Wednesday, 16 July 2014

Govt.: All Your Base Are Belong To Cuadrilla

I complained to my MP Hazel Blears, as I find myself increasingly doing these days, and, as she usually does, she passed my concerns on to a minister in order to get me an answer. The latest one is a big cause for concern and it's something we really need to talk about: the right to own property is being taken away from us — by the Right.


Ms. Blears passed my last rant to Michael Fallon MP of the Dept. of Energy and Climate Change. Now you'd think that with a title like that he'd be more in favour of green solutions, but you'd be wrong. Oh no, he's a fracking fan, and this is what he has to say (irrelevant passages have been omitted):

"The principle of land ownership in the UK is that freehold land entitles the owner to rights at the surface and down to the centre of the earth. However, they do not own the rights to any petroleum within the land, as this is owned by the Crown and leased to operators via a licencing regime."

Got that? You own the land, if there's no oil in it, in which case the oil is owned by the Crown.

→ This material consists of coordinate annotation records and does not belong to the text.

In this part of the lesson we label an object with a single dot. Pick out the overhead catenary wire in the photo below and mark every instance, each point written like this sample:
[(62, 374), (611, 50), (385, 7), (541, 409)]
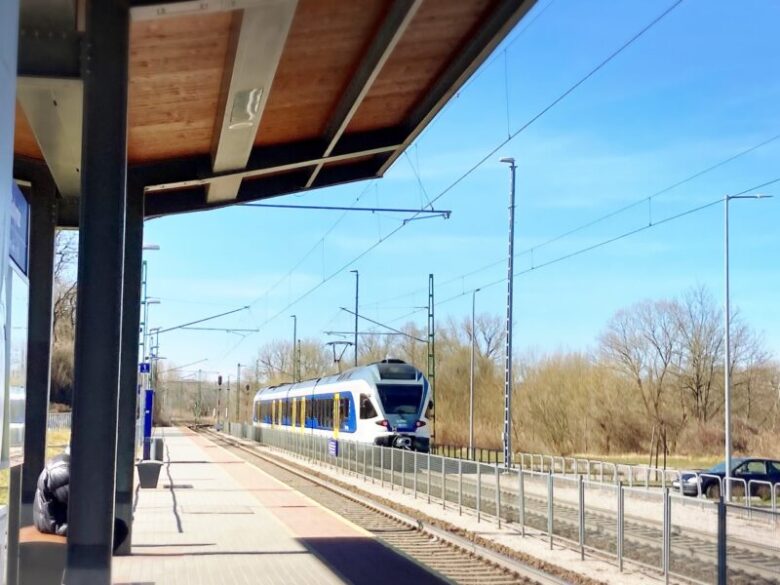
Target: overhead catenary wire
[(595, 246), (462, 176), (590, 223)]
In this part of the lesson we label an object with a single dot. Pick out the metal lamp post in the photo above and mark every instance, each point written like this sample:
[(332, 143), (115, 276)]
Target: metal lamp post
[(238, 392), (471, 380), (357, 291), (726, 335), (507, 433), (295, 347)]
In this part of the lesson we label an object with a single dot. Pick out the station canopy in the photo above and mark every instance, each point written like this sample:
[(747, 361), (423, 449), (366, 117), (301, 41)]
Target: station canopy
[(232, 101)]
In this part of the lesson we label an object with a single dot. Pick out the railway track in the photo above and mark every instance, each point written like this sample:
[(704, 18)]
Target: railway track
[(693, 554), (453, 557)]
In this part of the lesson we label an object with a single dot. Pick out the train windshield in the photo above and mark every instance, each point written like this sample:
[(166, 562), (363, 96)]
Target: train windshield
[(401, 403)]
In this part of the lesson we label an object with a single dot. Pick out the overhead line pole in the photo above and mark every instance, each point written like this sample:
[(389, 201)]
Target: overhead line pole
[(507, 432), (396, 331), (357, 292)]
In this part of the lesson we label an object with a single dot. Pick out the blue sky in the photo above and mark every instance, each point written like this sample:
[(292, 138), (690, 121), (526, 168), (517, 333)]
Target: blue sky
[(699, 87)]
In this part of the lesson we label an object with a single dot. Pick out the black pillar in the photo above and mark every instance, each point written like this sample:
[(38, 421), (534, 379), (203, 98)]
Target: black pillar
[(99, 314), (128, 373), (43, 223)]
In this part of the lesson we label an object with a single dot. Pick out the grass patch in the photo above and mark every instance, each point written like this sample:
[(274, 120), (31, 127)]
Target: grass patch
[(56, 441), (672, 462)]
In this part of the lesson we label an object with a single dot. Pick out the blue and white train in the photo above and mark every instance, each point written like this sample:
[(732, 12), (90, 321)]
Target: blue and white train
[(387, 403)]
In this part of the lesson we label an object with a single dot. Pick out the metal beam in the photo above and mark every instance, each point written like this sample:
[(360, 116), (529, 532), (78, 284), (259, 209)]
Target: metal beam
[(194, 198), (49, 53), (128, 373), (43, 219), (264, 160), (257, 42), (475, 50), (48, 15), (99, 322), (54, 109), (156, 10), (49, 44), (393, 27)]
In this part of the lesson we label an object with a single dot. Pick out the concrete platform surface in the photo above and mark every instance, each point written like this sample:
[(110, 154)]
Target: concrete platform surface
[(215, 518)]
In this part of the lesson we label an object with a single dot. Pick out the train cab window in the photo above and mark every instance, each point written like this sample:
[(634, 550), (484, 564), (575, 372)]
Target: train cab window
[(343, 411), (367, 409)]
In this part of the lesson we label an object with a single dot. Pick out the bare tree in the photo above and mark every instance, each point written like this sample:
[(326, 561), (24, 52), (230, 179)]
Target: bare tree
[(700, 371)]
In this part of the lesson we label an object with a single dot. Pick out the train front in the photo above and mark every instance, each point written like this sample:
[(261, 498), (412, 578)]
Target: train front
[(405, 402)]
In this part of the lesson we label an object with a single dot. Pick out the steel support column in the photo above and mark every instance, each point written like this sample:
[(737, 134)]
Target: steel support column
[(98, 323), (43, 222), (128, 372)]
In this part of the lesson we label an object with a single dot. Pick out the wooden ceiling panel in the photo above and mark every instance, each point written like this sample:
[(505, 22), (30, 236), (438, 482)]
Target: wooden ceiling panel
[(25, 143), (433, 38), (176, 71), (324, 47)]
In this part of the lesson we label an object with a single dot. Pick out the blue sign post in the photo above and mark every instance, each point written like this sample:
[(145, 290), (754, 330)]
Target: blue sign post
[(148, 409)]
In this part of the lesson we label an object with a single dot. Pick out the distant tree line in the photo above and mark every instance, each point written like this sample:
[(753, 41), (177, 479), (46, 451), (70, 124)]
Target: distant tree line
[(653, 383)]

Hydraulic fracturing for shale gas and oil is carried out at depth, generally over a mile down. At such depth, operations are highly unlikely to have any negative impacts closer to the surface. In order to reach oil and gas, a well might have to pass through land belonging to a number of owners. In order to pass through the land, an operator must obtain the landowner's permission to do so.

Okay, two things:

1. Earthquakes


One tremor of magnitude 2.3 on the Richter scale hit the area on April 1 followed by a second of magnitude 1.4 on May 27 - The Telegraph on fracking in Lancashire

Although fracturing-related earthquakes are chronic, they were thought to be minor. But new research is showing that they can be quite large and damaging. The focus of the study, a 5.7 magnitude quake near Prague, Oklahoma, damaged 14 homes and other structures in the area. - Earthworks: Fracking-related earthquakes

That's right, they can do actual structural damage if the fracking or disposal wells are in or near a fault line. Watch your home insurance go up if you live in Fylde. But that's not all...

2. Wastewater pollution


They're supposed to bury it miles underground, but it's got a nasty habit of creeping back up again.

The EPA recently concluded that fracking in Pavillion, Wyoming likely affected groundwater, linking fracking to groundwater contamination for the first time, and residents have been advised not to drink from their wells due to detected hydrocarbons. - Fracking Wars

The federal Environmental Protection Agency said the underground pipeline spilled about 24,000 barrels, or 1 million gallon, in North Dakota’s thriving oil and gas region. The water, which can be 10 times saltier than seawater and contains salt and fossil fuel condensates, was being piped away from fuel extraction sites for safe disposal. - Oil Price - Huge ND Wastewater Spill Prompts Calls For Fracking Regs

And our Glorious Leaders shrug it off with a smile and a pat on the head for yours truly. "Silly Wendy," they say, "it's miles underground. What harm can it do?"

I'm not in a rush to find out. Fallon continues,


Operators currently prefer to agree a right of access through individual negotiation with the landowner, and there is an existing legal route by which oil and gas operators can apply to the courts for access if the landowner refuses to grant permission. This court procedure means that landowners do not have the ability to ultimately block a development if the court rules against them. If an operator has secured all the other permits (planning permission, environmental permit etc.), we expect that a court would be very likely to grant access, given that the development is likely to be expedient in the national interest.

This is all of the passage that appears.